Assessing Chemical Hazards on Golf Courses

1) Center for Environmental & Human Toxicology, Alachua, FL
2) Ft. Lauderdale Research & Education Center, Ft. Lauderdale, FL
3) Everglades Research & Education Center, Belle Glade, FL

Fear of chemicals in the environment ranks high on the list of anxieties for many Americans. Because this concern extends to nearly every industry and activity in our society today, it should come as no surprise that fears have arisen in regard to chemicals used on golf courses, such as pesticides.

Before we can decide how concerned we should be about chemicals in our environment, and on golf courses in particular, there are some basic, common-sense rules that should be kept in mind. First, any chemical can produce toxicity in living organisms. Second, for a toxic effect to be produced, an organism must actually be exposed to the chemical and the exposure must result in a dose sufficient to produce toxicity. In other words, the dose makes the poison. Third, chemicals have specific and consistent effects.

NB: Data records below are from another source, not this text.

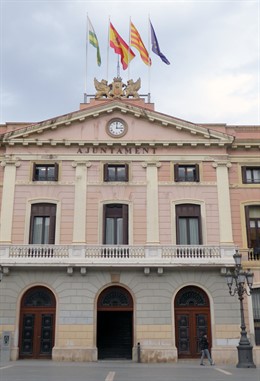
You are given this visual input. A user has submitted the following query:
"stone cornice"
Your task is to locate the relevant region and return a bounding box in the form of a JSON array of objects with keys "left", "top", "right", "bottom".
[{"left": 2, "top": 101, "right": 234, "bottom": 144}]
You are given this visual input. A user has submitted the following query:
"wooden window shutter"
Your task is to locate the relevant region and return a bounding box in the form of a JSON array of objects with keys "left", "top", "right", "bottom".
[
  {"left": 241, "top": 167, "right": 247, "bottom": 184},
  {"left": 125, "top": 164, "right": 129, "bottom": 181},
  {"left": 244, "top": 205, "right": 252, "bottom": 248},
  {"left": 174, "top": 164, "right": 179, "bottom": 182},
  {"left": 54, "top": 163, "right": 59, "bottom": 181},
  {"left": 32, "top": 163, "right": 37, "bottom": 181},
  {"left": 195, "top": 164, "right": 200, "bottom": 183},
  {"left": 104, "top": 164, "right": 108, "bottom": 181}
]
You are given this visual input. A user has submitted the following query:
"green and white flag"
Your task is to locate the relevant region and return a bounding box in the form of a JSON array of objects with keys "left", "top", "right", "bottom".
[{"left": 88, "top": 18, "right": 101, "bottom": 66}]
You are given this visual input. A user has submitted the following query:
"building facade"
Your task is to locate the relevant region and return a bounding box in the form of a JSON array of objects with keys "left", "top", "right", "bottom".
[{"left": 0, "top": 79, "right": 260, "bottom": 365}]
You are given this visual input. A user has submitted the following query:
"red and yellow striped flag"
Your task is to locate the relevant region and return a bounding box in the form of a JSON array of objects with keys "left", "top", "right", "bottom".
[
  {"left": 109, "top": 23, "right": 135, "bottom": 70},
  {"left": 130, "top": 21, "right": 152, "bottom": 66}
]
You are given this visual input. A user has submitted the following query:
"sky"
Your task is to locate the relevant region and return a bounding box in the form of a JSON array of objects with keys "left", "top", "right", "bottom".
[{"left": 0, "top": 0, "right": 260, "bottom": 125}]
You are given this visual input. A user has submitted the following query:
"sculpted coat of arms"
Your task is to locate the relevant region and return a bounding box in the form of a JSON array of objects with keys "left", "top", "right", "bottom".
[{"left": 94, "top": 77, "right": 141, "bottom": 99}]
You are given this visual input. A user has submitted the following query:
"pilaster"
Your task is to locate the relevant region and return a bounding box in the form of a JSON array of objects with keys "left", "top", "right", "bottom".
[
  {"left": 142, "top": 162, "right": 161, "bottom": 244},
  {"left": 0, "top": 159, "right": 20, "bottom": 243},
  {"left": 212, "top": 160, "right": 233, "bottom": 245},
  {"left": 72, "top": 161, "right": 91, "bottom": 243}
]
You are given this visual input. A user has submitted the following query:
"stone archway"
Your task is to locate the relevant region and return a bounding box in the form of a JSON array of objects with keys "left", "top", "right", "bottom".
[
  {"left": 97, "top": 286, "right": 133, "bottom": 360},
  {"left": 19, "top": 286, "right": 56, "bottom": 359},
  {"left": 174, "top": 286, "right": 211, "bottom": 358}
]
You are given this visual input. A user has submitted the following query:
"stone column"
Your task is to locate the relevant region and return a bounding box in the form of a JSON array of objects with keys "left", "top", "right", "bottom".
[
  {"left": 213, "top": 161, "right": 233, "bottom": 245},
  {"left": 0, "top": 159, "right": 20, "bottom": 243},
  {"left": 72, "top": 161, "right": 91, "bottom": 243},
  {"left": 143, "top": 162, "right": 161, "bottom": 244}
]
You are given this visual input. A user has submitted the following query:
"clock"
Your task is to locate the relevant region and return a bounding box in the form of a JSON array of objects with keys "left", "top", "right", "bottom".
[{"left": 107, "top": 119, "right": 127, "bottom": 138}]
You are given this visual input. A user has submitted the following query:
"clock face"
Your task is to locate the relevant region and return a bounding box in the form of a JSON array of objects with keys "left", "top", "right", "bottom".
[{"left": 107, "top": 119, "right": 126, "bottom": 137}]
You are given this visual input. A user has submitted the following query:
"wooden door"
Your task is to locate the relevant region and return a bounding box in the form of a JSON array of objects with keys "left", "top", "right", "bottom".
[
  {"left": 19, "top": 287, "right": 55, "bottom": 359},
  {"left": 176, "top": 309, "right": 209, "bottom": 358},
  {"left": 175, "top": 287, "right": 211, "bottom": 358},
  {"left": 97, "top": 286, "right": 133, "bottom": 359}
]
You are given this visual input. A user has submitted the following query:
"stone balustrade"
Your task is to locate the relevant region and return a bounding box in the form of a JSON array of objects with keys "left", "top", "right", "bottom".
[{"left": 0, "top": 245, "right": 235, "bottom": 267}]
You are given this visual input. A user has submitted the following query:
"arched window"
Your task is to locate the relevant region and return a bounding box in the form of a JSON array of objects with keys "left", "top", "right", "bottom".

These simple facts are often misunderstood in our society. Many assume, incorrectly, that the mere presence of a chemical constitutes a health threat. Yet we all know this is not true. If the mere presence of a chemical in our environment could produce health effects, then aspirin could relieve headaches without being swallowed. If the dose did not determine the poison, one glass of wine would be as inebriating as an entire bottle, and it would make no difference if the wine was swallowed or poured on one's feet! If chemicals did not have specific and predictable effects, their use as medicines would be impossible. Too often we fail to apply the common sense of dose and response to chemicals with which we are unfamiliar.

Risk assessment is the application of these and other principles of toxicology help us rationally decide our level of concern about chemicals encountered in the environment. Risk assessments are methods for comparing levels of chemicals in the environment with doses that produced no adverse effects in laboratory animal studies or environmental toxicity tests. These methodologies can be applied to turfgrass systems to help ensure that chemicals are used in amounts and frequencies that do not pose unacceptable health or environmental hazards.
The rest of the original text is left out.